I became involved in my union because I saw it as a place where I could advance social justice issues outside of collective bargaining concerns. I was looking for a place that could take on anti-poverty, anti-racism, social welfare issues in a systematic way, as sometimes I was tired of being caught in a “revolving door” of injustices. The union became the place for me to create some change in the workplace and in the community. That isn’t always easy because members expect that their grievances should come first. And we haven’t always done our work about why trade deals, unemployment insurance, anti-racism, public policy issues, anti-apartheid work, and numerous other issues are important to them as union members.
Pushing those issues was and is always a risk. But they are as important and as long-lasting and as supportive of movement building as advances in our collective agreements.
As I look back since the first time I walked into the SGEU building in 1979, it is those struggles in the community, in the union, and at the bargaining table that sustained me.
In solidarity and sisterhood,
Your Frederick Douglass quote really acts as a touchstone here. Of course, the power to which he was referring was and remains murderous, but his words apply equally to any challenge to entrenched power structures and practices in the labour movement (or anywhere else, for that matter).

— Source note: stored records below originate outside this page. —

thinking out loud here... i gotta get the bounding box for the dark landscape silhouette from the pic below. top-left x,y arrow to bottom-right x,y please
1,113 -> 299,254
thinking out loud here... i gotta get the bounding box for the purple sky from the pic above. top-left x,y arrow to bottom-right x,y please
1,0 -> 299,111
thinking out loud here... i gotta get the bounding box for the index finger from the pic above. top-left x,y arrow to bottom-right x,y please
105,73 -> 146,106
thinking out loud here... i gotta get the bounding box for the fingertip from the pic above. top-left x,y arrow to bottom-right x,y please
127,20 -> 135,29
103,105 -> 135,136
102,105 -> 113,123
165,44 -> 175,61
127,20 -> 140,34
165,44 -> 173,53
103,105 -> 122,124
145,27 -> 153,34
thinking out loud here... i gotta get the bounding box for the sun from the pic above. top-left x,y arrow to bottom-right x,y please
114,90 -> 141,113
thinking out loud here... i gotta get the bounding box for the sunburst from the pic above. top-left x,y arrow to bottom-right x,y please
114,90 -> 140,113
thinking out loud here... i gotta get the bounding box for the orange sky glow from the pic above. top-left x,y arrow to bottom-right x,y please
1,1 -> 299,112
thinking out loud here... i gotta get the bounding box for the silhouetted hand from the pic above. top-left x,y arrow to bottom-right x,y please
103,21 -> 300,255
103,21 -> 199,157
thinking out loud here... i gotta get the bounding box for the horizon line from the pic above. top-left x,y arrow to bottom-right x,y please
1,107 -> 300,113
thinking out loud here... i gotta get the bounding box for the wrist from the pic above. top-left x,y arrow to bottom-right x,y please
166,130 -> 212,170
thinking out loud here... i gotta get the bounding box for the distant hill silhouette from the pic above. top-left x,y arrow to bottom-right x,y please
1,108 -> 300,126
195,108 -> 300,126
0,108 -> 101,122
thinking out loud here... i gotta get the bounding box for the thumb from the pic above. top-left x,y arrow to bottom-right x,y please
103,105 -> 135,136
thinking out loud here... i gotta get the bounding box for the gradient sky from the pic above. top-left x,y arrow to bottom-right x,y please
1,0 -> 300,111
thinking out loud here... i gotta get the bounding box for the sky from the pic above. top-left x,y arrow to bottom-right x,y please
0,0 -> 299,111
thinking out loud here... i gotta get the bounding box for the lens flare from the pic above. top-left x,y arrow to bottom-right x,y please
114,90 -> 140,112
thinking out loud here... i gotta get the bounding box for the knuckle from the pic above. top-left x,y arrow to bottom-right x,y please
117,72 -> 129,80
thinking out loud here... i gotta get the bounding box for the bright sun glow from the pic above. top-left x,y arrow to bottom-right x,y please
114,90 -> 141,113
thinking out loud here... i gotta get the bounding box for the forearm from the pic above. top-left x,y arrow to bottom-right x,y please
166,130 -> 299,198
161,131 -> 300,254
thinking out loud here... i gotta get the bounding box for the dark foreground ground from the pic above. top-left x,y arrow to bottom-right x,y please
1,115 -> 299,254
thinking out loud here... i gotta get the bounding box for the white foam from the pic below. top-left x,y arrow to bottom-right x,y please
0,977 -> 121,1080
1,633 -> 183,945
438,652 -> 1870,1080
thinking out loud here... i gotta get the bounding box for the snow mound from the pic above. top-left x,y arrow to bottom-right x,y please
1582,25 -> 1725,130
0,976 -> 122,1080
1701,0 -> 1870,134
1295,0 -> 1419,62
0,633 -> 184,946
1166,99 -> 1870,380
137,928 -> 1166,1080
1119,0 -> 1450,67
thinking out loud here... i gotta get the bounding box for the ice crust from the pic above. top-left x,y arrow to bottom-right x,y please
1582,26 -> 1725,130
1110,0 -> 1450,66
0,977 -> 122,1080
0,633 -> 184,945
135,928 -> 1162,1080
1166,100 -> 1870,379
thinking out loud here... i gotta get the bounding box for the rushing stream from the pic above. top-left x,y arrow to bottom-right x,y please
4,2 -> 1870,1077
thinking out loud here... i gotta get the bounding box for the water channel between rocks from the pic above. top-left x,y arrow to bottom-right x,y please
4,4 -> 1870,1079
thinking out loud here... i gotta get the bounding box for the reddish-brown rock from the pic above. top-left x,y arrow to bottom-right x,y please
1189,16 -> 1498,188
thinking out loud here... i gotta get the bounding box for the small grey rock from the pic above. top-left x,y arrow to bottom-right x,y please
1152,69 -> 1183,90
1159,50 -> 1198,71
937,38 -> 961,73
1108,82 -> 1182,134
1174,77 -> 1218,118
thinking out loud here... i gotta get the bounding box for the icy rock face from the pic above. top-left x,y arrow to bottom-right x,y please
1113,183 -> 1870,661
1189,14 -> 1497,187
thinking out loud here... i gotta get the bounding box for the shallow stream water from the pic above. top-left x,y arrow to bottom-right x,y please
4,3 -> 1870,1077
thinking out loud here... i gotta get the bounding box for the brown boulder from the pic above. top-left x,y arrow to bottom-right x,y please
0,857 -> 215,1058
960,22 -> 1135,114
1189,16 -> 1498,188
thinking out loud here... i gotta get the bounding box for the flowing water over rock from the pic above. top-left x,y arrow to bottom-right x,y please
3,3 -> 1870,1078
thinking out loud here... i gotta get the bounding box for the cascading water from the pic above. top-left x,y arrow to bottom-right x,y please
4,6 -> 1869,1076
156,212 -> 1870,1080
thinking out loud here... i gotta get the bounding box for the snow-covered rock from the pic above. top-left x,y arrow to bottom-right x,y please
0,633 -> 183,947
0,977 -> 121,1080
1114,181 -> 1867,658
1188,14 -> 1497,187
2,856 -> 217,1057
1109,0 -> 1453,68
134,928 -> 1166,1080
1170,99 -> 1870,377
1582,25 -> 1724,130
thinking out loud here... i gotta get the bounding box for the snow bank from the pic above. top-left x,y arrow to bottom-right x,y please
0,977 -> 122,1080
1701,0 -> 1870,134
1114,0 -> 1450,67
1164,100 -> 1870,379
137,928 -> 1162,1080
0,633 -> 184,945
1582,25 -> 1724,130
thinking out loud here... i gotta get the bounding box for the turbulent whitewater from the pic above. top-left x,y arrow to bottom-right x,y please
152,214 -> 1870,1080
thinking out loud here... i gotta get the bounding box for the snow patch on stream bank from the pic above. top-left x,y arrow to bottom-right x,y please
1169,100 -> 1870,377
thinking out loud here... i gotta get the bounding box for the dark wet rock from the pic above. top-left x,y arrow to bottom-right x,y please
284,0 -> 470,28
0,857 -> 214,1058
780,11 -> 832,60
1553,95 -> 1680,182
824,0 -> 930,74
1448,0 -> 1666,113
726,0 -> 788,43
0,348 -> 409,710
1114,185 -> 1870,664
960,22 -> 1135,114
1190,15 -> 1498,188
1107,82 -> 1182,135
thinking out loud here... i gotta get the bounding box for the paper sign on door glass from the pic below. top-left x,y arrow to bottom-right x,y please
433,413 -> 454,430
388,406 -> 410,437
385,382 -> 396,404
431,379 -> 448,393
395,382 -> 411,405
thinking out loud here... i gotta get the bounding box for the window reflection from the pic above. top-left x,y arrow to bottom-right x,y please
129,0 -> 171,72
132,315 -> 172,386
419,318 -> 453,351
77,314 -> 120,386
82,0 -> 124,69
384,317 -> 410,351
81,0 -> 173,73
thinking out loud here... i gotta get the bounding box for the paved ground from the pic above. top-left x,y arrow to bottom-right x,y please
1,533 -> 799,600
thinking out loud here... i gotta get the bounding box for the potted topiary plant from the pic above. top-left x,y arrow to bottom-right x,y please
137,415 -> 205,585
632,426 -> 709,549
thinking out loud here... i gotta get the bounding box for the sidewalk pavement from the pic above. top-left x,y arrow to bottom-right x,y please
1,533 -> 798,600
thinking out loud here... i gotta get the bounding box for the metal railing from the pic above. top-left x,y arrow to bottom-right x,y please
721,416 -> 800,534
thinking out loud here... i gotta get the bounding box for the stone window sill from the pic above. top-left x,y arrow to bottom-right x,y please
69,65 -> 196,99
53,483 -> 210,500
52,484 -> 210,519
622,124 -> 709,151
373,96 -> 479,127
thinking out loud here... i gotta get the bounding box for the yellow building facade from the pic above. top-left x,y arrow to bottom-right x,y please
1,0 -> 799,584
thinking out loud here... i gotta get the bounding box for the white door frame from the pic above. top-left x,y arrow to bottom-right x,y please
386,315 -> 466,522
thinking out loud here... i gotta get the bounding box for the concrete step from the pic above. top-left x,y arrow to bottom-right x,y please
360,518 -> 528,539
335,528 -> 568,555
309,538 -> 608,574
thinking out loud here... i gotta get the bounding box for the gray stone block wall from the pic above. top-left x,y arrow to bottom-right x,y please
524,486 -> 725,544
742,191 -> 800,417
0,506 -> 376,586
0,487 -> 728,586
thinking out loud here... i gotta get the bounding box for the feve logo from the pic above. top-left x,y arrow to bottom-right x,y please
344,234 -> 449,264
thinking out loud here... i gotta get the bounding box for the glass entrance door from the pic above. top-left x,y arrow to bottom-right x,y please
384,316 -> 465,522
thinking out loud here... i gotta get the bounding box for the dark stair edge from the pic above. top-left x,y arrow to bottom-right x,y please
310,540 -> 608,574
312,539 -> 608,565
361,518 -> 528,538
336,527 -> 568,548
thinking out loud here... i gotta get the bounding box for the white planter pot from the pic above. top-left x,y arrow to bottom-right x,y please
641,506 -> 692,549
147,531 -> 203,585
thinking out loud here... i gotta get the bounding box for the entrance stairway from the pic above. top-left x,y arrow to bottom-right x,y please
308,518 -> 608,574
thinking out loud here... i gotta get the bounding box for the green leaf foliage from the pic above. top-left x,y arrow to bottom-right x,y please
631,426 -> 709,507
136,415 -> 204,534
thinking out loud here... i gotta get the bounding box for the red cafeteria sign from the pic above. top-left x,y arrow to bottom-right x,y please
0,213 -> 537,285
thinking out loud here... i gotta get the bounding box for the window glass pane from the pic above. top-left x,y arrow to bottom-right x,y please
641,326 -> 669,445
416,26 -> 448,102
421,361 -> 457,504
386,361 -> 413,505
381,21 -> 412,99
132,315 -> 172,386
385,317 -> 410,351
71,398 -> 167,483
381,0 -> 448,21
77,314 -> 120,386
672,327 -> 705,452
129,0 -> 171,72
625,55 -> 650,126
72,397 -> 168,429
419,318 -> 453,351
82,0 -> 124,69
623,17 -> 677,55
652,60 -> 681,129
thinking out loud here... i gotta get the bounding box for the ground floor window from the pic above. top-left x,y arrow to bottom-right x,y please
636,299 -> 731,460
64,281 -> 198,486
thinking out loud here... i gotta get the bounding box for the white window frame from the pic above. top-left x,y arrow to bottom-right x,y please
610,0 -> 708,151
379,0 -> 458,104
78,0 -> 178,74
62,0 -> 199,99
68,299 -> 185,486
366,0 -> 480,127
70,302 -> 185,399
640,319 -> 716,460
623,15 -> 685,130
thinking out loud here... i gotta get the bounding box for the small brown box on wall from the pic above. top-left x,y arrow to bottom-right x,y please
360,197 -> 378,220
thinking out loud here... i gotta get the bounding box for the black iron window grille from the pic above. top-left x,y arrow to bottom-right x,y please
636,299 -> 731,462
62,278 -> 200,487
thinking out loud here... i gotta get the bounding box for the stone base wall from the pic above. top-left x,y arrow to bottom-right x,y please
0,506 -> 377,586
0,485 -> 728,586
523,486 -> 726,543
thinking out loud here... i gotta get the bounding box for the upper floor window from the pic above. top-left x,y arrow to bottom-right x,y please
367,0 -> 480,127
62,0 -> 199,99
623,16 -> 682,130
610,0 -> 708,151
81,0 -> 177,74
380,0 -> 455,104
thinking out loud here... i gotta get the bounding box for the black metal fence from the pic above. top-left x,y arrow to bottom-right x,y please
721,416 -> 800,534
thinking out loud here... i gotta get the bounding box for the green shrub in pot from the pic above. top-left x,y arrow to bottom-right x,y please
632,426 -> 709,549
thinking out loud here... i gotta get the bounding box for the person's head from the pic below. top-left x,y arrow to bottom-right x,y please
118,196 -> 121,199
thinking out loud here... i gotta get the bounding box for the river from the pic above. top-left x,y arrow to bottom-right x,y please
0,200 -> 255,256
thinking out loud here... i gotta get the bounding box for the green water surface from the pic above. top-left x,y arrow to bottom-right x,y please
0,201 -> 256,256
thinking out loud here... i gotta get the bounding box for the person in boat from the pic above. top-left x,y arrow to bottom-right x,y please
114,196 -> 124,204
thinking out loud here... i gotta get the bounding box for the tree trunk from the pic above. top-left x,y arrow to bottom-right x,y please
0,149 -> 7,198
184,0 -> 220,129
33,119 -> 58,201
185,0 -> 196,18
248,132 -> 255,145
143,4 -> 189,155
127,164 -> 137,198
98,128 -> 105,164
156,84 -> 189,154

I think anyone who wants to push their union in a different, better direction has to be fearless. In the context of union gatherings, activists who are demanding change can certainly expect to be thwarted by rules of order trumpeted from the head table or podium, or to have their comments greeted with icy silence. Either experience can be unnerving, so I think another requirement for change makers is not to challenge alone. That hearkens back, Barb, to your reminiscences about the gatherings of like-minded lefties to strategize, analyze and above all, give each other support.
And developing such groups in turn requires seeking out fellow travellers within the union but outside the formal structures of meetings, conventions, and the like.
Many unions have moved away from pure “business unionism” – that is, from focusing solely on workplace issues, grievances, and collective bargaining – to some manner of social unionism, engaging with issues and other movements that are more about the common good
I think it’s fair to say that many unions have moved away from pure “business unionism” – that is, from focusing solely on workplace issues, grievances, and collective bargaining – to some manner of social unionism, engaging with issues and other movements that are more about the common good, whether locally or more broadly. I think understanding how to be a good ally has to inform that engagement.
Sometimes, though, social unionism creates a new set of issues. Unions generally have more resources than do the groups with which they ally themselves, so they are frequently inclined to take up a lot of space.
Allies need to listen, learn, and above all, recognize that being an ally does not make them special, entitle them to any particular kudos from the group. Real allies don’t suck up the emotional energy in a gathering: if an ally has a come-to-Jesus moment about their racist past, for instance, they must not inflict the moment on a group of people who experience racism every day.
I’m really happy that in the last number of years, a lot of dedicated change makers have taken their energy into the labour movement. I’m pretty sure that in five or 10 years, the particular set of barriers we’ve talked about will be demolished by that energy.